Chaired by Amanda Stevens, the Conference proceeded apace, with speaker after speaker imparting much useful, insightful and sometimes controversial comment on the future of the justice system in general and the varied role of the expert witness in particular.  The Conference as a whole was distinguished in particular by useful, organized and high quality debate.


What emerged as the keynote speech was delivered by Dr John Sorabji.  As Senior Fellow UCL, Judicial Institute — and Principal Legal Adviser to the Lord Chief Justice and the Master of the Rolls, he covered a number of important points.  The first centred on the problem of Litigants in Person (LIPs) whose numbers have proliferated as an unintended consequence of LASPO.  As litigants continue in droves to appear in court without the legal representation they cannot afford, court procedures have had to evolve and adapt in response.  The role of judges has therefore undergone gradual change, and so has the use of experts.

Judges now find themselves participating more actively in proceedings, with a correspondingly more active role for expert witnesses.  The overall objective is to adapt court procedures in line with CPR 3.1A which concerns case management and unrepresented parties, i.e. where at least one party is unrepresented.  The Rule includes the stipulation that ‘the court must adopt such procedure at any hearing as it considers appropriate to further the overriding objective.’

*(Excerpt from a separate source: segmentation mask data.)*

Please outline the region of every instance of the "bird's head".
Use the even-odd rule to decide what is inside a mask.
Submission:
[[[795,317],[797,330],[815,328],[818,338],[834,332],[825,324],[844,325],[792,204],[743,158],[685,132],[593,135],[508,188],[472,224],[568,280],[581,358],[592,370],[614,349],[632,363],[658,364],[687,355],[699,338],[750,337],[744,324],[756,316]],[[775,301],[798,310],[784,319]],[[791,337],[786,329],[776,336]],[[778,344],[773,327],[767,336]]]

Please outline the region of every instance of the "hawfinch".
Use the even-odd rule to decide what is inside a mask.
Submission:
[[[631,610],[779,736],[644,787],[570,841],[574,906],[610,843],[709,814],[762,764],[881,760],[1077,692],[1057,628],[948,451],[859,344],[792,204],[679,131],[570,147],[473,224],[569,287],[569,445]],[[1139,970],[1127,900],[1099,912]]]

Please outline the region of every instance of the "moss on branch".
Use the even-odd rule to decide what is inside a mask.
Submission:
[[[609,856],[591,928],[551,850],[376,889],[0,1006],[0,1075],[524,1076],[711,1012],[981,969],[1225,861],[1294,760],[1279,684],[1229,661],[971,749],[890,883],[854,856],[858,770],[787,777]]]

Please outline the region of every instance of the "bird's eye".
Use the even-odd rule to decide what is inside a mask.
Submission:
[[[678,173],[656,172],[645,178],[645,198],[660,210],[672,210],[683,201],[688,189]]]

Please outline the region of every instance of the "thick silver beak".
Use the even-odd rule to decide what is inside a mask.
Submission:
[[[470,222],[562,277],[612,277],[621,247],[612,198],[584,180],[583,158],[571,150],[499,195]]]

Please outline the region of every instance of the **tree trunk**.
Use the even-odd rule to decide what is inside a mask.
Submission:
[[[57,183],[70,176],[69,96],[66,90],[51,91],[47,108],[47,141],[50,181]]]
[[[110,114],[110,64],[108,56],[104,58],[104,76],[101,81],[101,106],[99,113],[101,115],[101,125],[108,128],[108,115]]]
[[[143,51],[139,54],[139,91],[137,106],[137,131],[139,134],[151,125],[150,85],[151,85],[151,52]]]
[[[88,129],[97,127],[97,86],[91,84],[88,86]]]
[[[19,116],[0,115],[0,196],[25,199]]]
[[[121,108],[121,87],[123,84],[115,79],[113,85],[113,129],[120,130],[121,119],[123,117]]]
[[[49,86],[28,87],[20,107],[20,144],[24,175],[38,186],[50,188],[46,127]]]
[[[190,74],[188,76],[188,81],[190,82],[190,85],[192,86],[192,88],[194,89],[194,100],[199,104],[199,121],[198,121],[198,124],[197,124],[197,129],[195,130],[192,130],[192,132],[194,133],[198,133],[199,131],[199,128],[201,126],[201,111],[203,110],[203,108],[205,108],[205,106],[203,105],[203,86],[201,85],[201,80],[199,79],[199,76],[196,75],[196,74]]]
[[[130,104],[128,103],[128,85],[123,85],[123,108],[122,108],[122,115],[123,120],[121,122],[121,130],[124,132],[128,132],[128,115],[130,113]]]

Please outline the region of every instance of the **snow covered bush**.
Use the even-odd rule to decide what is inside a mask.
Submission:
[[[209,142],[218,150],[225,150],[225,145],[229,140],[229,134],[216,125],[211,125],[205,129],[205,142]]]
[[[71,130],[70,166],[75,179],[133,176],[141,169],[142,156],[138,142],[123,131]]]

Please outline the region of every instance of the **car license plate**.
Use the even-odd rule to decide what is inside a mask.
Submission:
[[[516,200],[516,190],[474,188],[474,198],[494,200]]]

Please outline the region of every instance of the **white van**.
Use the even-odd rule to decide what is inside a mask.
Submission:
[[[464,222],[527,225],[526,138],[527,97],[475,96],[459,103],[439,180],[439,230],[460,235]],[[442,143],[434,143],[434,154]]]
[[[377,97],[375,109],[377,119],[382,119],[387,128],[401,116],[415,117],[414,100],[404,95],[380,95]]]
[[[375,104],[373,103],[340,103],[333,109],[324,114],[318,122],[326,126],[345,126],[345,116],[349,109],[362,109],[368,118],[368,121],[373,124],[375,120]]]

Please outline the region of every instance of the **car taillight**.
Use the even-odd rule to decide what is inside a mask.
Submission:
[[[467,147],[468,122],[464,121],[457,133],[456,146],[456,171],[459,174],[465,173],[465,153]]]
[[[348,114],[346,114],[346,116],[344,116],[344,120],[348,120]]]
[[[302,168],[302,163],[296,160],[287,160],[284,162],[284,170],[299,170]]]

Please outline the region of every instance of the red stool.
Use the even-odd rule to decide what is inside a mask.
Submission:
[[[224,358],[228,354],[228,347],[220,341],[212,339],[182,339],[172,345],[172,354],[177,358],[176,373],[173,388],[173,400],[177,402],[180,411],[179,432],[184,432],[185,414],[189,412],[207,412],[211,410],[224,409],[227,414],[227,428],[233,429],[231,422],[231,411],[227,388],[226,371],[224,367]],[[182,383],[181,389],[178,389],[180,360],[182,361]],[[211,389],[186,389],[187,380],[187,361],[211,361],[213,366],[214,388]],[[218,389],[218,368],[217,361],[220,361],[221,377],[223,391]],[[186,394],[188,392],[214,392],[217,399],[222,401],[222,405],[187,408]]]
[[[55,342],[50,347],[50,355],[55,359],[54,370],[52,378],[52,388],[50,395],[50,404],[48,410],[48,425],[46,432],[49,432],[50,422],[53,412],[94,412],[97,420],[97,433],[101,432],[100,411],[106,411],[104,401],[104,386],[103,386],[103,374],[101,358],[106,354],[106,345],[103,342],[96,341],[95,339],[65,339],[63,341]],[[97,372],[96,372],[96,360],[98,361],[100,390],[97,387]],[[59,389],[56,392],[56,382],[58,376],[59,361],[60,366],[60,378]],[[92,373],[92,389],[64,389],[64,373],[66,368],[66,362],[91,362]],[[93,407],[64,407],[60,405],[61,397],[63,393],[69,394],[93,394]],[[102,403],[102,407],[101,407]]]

What experts really think 

With all this in mind, there were comments by Stephen Webber of the Society of Clinical Injury Lawyers on ‘what solicitors really think of experts’.  Other comments related to what experts think of solicitors, particularly the quality — or sometimes the lack of it — in the matter of solicitors’ instructions.  ‘Pitiful’ was one of the terms used.  Generally, greater attention to precision, detail and accuracy was called for.


 ‘We are flourishing!’

 Another highlight of the Conference included the EWI Chair’s address by Sir Anthony Hooper, which focused on the fact that there is still no formal certification procedure in place for expert witnesses.  The matter however, has already been reviewed via a pilot study at University College London, anticipating the day when a proper system of certification is set up (and possibly a corresponding rise in fee levels for exerts!).  ‘We are flourishing,’ stressed Sir Anthony, elaborating in detail on the essential role of expert witnesses — and the vital contribution they make to the justice system and to justice itself.